Asymptotic Dynamics of High Dynamic Range Stratified Turbulence

Direct numerical simulations of homogeneous sheared and stably stratified turbulence are considered to probe the asymptotic high dynamic range regime suggested by Gargett et al. J. Fluid Mech. 144, 231 (1984) and Shih et al. J. Fluid Mech. 525, 193 (1999).

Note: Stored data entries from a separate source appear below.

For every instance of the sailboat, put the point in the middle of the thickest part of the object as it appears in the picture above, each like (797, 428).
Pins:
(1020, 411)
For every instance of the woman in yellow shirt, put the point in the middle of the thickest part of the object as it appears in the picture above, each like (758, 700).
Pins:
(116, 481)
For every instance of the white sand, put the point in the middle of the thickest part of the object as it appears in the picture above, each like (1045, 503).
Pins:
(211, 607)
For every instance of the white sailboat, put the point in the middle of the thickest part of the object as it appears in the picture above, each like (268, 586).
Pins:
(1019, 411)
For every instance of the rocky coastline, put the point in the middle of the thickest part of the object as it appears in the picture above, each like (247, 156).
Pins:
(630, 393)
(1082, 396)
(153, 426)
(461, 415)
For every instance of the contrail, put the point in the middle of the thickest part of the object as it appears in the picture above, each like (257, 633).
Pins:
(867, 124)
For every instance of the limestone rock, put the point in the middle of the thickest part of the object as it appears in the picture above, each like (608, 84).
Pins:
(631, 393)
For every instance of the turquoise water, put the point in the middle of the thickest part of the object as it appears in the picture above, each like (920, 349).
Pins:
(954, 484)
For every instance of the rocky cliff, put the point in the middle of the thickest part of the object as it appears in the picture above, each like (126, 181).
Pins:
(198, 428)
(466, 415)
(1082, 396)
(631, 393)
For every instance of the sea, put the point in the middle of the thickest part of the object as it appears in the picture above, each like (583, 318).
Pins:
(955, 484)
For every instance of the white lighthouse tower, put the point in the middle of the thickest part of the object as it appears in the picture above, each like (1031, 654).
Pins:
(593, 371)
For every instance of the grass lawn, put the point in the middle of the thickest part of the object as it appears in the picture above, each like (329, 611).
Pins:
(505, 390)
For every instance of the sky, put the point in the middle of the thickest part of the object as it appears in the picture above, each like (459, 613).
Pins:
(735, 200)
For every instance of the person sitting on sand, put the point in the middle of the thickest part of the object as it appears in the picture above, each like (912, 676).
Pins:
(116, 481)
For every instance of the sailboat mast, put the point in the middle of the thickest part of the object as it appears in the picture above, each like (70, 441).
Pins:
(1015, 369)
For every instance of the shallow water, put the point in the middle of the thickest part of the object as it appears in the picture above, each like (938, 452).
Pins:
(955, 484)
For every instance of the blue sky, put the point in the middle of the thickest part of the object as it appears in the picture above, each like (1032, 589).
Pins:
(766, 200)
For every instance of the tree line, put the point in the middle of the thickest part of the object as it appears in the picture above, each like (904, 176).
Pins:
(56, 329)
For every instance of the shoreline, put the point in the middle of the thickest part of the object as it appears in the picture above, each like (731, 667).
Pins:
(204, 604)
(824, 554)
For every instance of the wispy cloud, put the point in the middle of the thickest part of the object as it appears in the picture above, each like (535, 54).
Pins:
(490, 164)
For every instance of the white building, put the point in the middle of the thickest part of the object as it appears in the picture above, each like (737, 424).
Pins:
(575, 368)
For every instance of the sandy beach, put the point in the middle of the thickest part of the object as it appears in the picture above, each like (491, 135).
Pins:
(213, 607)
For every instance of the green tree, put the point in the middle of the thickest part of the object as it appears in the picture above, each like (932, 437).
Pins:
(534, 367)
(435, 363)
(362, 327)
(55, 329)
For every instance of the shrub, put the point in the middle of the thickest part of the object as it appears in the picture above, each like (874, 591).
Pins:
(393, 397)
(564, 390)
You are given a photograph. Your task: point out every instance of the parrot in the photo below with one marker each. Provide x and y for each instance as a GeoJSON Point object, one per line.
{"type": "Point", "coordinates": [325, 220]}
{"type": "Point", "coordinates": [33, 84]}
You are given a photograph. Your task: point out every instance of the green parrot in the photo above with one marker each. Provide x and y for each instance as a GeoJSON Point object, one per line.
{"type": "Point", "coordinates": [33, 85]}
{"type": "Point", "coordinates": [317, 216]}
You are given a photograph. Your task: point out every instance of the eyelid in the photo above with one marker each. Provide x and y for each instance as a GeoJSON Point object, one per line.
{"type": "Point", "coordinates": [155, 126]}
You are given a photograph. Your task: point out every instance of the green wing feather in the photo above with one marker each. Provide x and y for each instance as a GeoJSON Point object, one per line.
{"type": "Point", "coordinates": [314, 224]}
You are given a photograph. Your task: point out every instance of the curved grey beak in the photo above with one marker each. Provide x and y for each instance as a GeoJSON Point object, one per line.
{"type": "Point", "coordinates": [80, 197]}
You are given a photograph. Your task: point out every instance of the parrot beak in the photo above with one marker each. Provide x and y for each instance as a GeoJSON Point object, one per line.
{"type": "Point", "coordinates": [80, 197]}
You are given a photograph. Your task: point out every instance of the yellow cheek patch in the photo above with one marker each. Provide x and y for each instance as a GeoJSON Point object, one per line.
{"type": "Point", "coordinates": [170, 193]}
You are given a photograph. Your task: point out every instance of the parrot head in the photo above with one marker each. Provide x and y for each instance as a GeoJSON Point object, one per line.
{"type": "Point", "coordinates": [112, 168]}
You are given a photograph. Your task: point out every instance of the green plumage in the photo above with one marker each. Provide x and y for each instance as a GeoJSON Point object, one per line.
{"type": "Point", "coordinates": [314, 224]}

We consider statistically stationary configurations of the flow that span three decades in dynamic range defined by the separation between the Ozmidov length scale $L_O=\sqrt{\epsilon /N^3}$ and the Kolmogorov length scale $L_K=({\nu }^3/\epsilon {)}^{1/4}$, up to ${\mathrm{Re}}_b\equiv (L_O/L_K{)}^{4/3}=\epsilon /(\nu N^2)\sim O(1000)$, where $\epsilon$ is the mean turbulent kinetic energy dissipation rate, $\nu$ is the kinematic viscosity, and $N$ is the buoyancy frequency. We isolate the effects of ${\mathrm{Re}}_b$, particularly on irreversible mixing, from the effects of other flow parameters of stratified and sheared turbulence. Specifically, we evaluate the influence of dynamic range independent of initial conditions. We present evidence that the flow approaches an asymptotic state for ${\mathrm{Re}}_b⪆300$, characterized both by an asymptotic partitioning between the potential and kinetic energies and by the approach of components of the dissipation rate to their expected values under the assumption of isotropy. As ${\mathrm{Re}}_b$ increases above 100, there is a slight decrease in the turbulent flux coefficient $\mathrm{\Gamma }=\chi /\epsilon$, where $\chi$ is the dissipation rate of buoyancy variance, but, for this flow, there is no evidence of the commonly suggested $\mathrm{\Gamma }\propto {{\mathrm{Re}}_b}^{-1/2}$ dependence when $100\le {\mathrm{Re}}_b\le 1000$.

Figure 1

Energy partitions as a function of ${\mathrm{Re}}_b$. Bars indicate upper and lower quartile measurements of instantaneous quantities.

Figure 2

Instantaneous measurements of small-scale anisotropy. The dashed line represents perfect isotropy at small scales.

Figure 3

(a) Variation of turbulent flux coefficient $\mathrm{\Gamma }$ with ${\mathrm{Re}}_b$. The upper bound proposed by Osborn is indicated by the gray dashed line where $\mathrm{\Gamma }\approx 0.2$, and the ${{\mathrm{Re}}_b}^{-1/2}$-based parametrization suggested in Shih et al. [9] is plotted for their energetic regime of ${\mathrm{Re}}_b>100$. (b) Variation of turbulent Prandtl number ${\text{Pr}}_T$ with ${\mathrm{Re}}_b$.